4. The Norfolk Regiment
Three soldiers claimed to be witnesses to the bizarre disappearance
of an entire battalion in 1915. They finally came forward with the
strange story 50 years after the infamous Gallipoli campaign of WWI.
The three members of a New Zealand field company said they watched from
a clear vantage point as a battalion of the Royal Norfolk Regiment
marched up a hillside in Suvla Bay,
Turkey. The hill was shrouded in a low-lying cloud that the English
soldiers marched straight into without hesitation. They never came out.
After the last of the battalion had entered the cloud, it slowly lifted
off the hillside to join other clouds in the sky. When the war was
over, figuring the battalion had been captured and held prisoner, the
British government demanded that Turkey return them. The Turks
insisted, however, that it had neither captured not made contact with
these English soldiers.
3. The Legend of David Lang
This famous case allegedly took place in September, 1880 on a farm
near Gallatin, Tennessee in full view of several witnesses. The two
Lang children, George and Sarah, were playing in the front yard of the
family home. Their parents, David and Emma, came out the front door,
and David headed off across a pasture toward his horses. At this time,
a buggy carrying family friend Judge August Peck was approaching. David
turned to walk back to the house, saw the buggy and waved to the judge
as he strode across the field. A few seconds later, David Lang
- in clear view of his wife, his children and the judge - disappeared
in mid-step. Emma screamed and all of the witnesses rushed to the spot
where David once was, thinking perhaps he had fallen into a hole of
some kind. There was no hole. A thorough search by the family, friends
and neighbors turned up nothing. A few months after the unexplained
disappearance, the Lang children noticed that the grass on the spot
where their father vanished had turned yellow and wilted in a circle
measuring about 15 feet in diameter.
2. The Stonehenge Disappearance
The mysterious standing stones of Stonehenge in England was the site
of an amazing disappearance in August, 1971. At this time Stonehenge
was not yet protected from the public, and on this particular night, a
group of “hippies” decided to pitch tents in the center of the circle
and spend the night. They built a campfire, lit several joints of pot
and sat around smoking and signing. Their campout was abruptly
interrupted at about 2 a.m. by a severe thunder storm that quickly blew
in over Salisbury Plain. Bright bolts of lightning crashed down on the
area, striking area trees and even the standing stones themselves. Two
witnesses, a farmer and a policeman, said that the stones of the
ancient monument lit up with an eerie blue light that was so intense
that they had to avert their eyes. They heard screams from the campers
and the two witnesses rushed to the scene expecting to find injured -
or even dead - campers. To their surprise, they found no one. All that
remained within the circle of stones were several smoldering tent pegs
and the drowned remains of a campfire. The hippies themselves were gone
without a trace.
1. The Village That Disappeared
An individual that vanishes is one thing, but how about an entire
village of 2,000 men, women and children? In November, 1930, a fur
trapper named Joe Labelle made his way on snow shoes to an Eskimo
village on the shores of Lake Anjikuni in northern Canada. Labelle was
familiar with the village, which he knew as a thriving fishing
community of about 2,000 residents. When he arrived, however, the
village was deserted. All of the huts and storehouses were vacant. He
found one smoldering fire on which there was a pot of blackened stew.

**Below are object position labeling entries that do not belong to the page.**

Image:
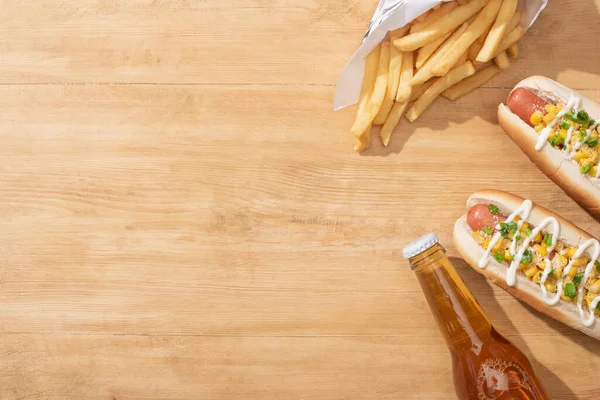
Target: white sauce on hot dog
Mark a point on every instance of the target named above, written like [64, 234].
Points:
[511, 274]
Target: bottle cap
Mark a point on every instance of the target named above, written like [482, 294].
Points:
[420, 245]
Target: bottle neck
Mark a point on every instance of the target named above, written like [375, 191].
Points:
[460, 318]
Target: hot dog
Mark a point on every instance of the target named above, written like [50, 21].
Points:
[537, 256]
[558, 130]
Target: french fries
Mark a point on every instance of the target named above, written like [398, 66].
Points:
[471, 83]
[364, 119]
[390, 123]
[425, 73]
[502, 60]
[453, 77]
[481, 24]
[513, 51]
[392, 85]
[426, 51]
[450, 50]
[439, 28]
[498, 30]
[418, 90]
[362, 142]
[404, 88]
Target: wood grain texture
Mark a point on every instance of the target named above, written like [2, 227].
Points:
[183, 218]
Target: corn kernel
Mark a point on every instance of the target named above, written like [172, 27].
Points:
[541, 249]
[548, 118]
[551, 287]
[559, 261]
[541, 265]
[536, 118]
[500, 246]
[573, 272]
[570, 252]
[563, 133]
[531, 272]
[578, 156]
[566, 298]
[580, 262]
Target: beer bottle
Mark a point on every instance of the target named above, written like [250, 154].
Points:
[485, 365]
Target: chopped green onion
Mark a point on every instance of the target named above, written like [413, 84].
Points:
[586, 169]
[583, 116]
[555, 141]
[547, 239]
[493, 209]
[570, 290]
[527, 257]
[577, 278]
[506, 228]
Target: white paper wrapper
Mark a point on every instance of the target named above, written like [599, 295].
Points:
[394, 14]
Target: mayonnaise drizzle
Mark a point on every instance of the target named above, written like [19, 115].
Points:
[511, 274]
[545, 133]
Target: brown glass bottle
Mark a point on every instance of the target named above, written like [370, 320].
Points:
[485, 364]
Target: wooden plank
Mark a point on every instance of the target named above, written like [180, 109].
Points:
[162, 367]
[242, 42]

Labelle notified the authorities and an investigation was begun, and
which turned up some bizarre findings: no footprints of any of the
residents were found, if they had vacated the village; all of the
Eskimos’ sled dogs were found buried under a 12-foot-high snow drift -
they had all starved to death; all of the Eskimos’ food and provisions
were found undisturbed in their huts. And there was one last unnerving
discovery: the Eskimos’ ancestral graves had been emptied.